Algin sent home suits and dresses, and woolen waistcoats and expensive cognac for Father, who knows a thing or two about liquor. Father sent Algin the biggest salmon he caught in the Eltzbach, and the best vintage years of our wine. All the villagers envied us Algin, and the old Forest Supervisor went so far as to tell Father, “Moder, you should be a proud man! Your son’s made good.” Perhaps my father would have been even prouder if Algin had made good as a general, Father himself being a veteran of the Stahlhelm corps, but obviously the times just weren’t right for Algin to get to be a general.

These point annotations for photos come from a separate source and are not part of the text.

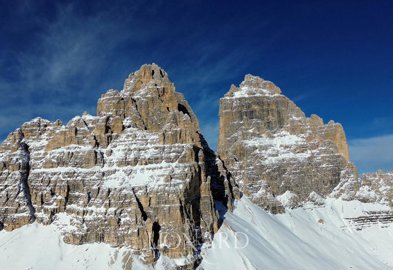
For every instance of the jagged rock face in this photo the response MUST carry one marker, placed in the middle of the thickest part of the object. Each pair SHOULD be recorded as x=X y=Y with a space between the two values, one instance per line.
x=138 y=174
x=369 y=188
x=270 y=146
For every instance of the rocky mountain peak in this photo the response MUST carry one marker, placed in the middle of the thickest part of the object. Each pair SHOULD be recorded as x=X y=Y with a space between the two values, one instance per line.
x=253 y=86
x=149 y=76
x=271 y=147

So my father had to content himself with the splendid things the newspapers printed about Algin, all down there in black and white. He
was
content, too, and proud. He even made some sharpish remarks about Father Bender, the only person in the village who had read Algin’s book, and who said that when God had endowed Algin richly with gifts
and talents it was poor thanks to Him to deny the giver of such gifts.

Father Bender’s in protective custody now, for thrashing the parish council chairman’s son because the parish council chairman’s son made use of the church wall instead of a tree or a lavatory. The boy is high up in the Hitler Youth, and as well as being parish council chairman, his father’s an old campaigner, and used to lead a detachment.

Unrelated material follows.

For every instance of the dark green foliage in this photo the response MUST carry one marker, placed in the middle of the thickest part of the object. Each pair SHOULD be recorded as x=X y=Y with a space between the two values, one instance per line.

Algin’s book is not on the little table by the counter any more, because the National Socialists put it on a black list. Its trouble is that it’s demoralizing and offends against the basic will for reconstruction of the Third Reich. That’s what they said in the Nazi newspaper in Koblenz. My father wasn’t a National Socialist to start with, but he was all for a basic will for reconstruction.

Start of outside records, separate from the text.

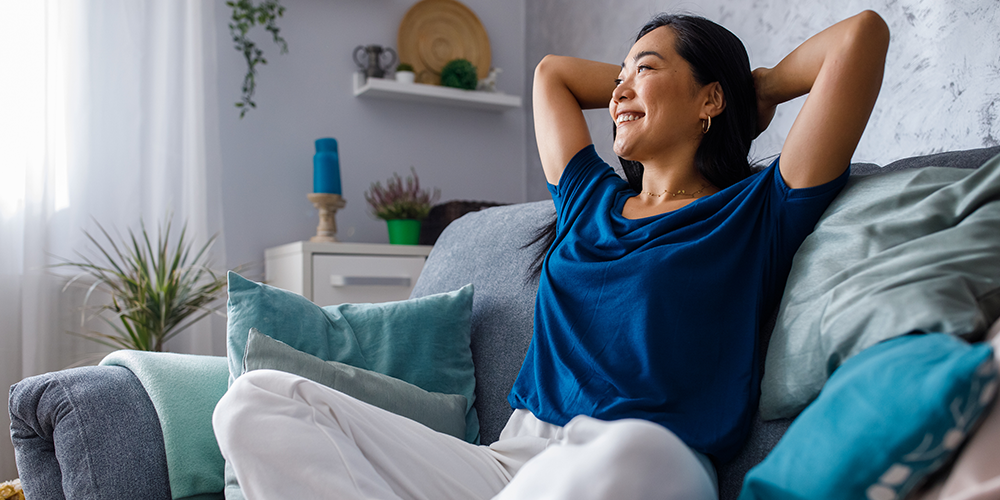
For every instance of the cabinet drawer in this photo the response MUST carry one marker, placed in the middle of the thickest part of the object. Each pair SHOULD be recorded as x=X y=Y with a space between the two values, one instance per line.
x=363 y=278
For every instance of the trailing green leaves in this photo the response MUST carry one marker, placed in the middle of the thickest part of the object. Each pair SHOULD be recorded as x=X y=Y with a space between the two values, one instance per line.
x=245 y=16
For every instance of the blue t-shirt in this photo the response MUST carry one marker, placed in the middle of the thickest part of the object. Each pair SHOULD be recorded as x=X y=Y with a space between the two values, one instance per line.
x=657 y=318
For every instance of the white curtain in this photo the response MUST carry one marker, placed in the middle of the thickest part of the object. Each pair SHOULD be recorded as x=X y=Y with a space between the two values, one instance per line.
x=108 y=113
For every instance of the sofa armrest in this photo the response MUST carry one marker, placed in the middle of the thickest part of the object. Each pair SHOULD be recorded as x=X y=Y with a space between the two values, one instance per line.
x=87 y=433
x=184 y=389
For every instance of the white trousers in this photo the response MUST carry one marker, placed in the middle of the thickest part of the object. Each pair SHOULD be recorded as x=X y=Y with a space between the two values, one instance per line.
x=288 y=437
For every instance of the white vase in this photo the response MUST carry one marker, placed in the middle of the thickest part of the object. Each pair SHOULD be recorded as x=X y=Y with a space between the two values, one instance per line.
x=404 y=76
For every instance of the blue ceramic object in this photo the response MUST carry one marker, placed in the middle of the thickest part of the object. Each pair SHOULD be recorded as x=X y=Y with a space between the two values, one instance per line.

Also, he had to think of his customers, so he hung a picture of the Führer over the settle instead of the framed article about Algin. It annoyed my father to think of Algin writing banned books, after he’d laid out good money on his education. After all, said my father, you have to show respect for the Führer, and the national emblem, and if Segebrecht, who keeps another local pub, has landed himself in a concentration camp, then it’s entirely his own fault. Segebrecht can certainly carry an amazing amount of drink, but he
will
keep putting it back, and it was one day when he was drunk that he painted a swastika on his lavatory floor. When Pitter Lambert came into the bar and asked what the idea was, he shouted at the top of his voice, “To show all the arseholes what they’ve gone and elected, that’s the idea.” Well, no good’s going to come of that kind of thing.

Anyway, Algin
had
made good, as everyone had to admit. I used to think it must be wonderful, and I’d have loved
to be brilliant and successful too, but now I wouldn’t really, not any more, because things can go wrong so quickly, and you never get much fun out of any of it in the long run, either.

When Algin was first famous he thought he’d go up in the world a bit, and he did, and now it’s a burden to him, one he can’t shake off. Since the new government banned one of Algin’s books, he has to be scrupulously careful what he writes, and he doesn’t earn much money any more. His entire life, his whole working day from morning to night, is spent making enough to pay for his apartment and the furniture. Because when he was first famous he rented an apartment with lovely big rooms on the main Bockenheim Road, where the most prosperous people in Frankfurt have always lived, and lovely lush magnolia trees bloom in the front gardens in spring.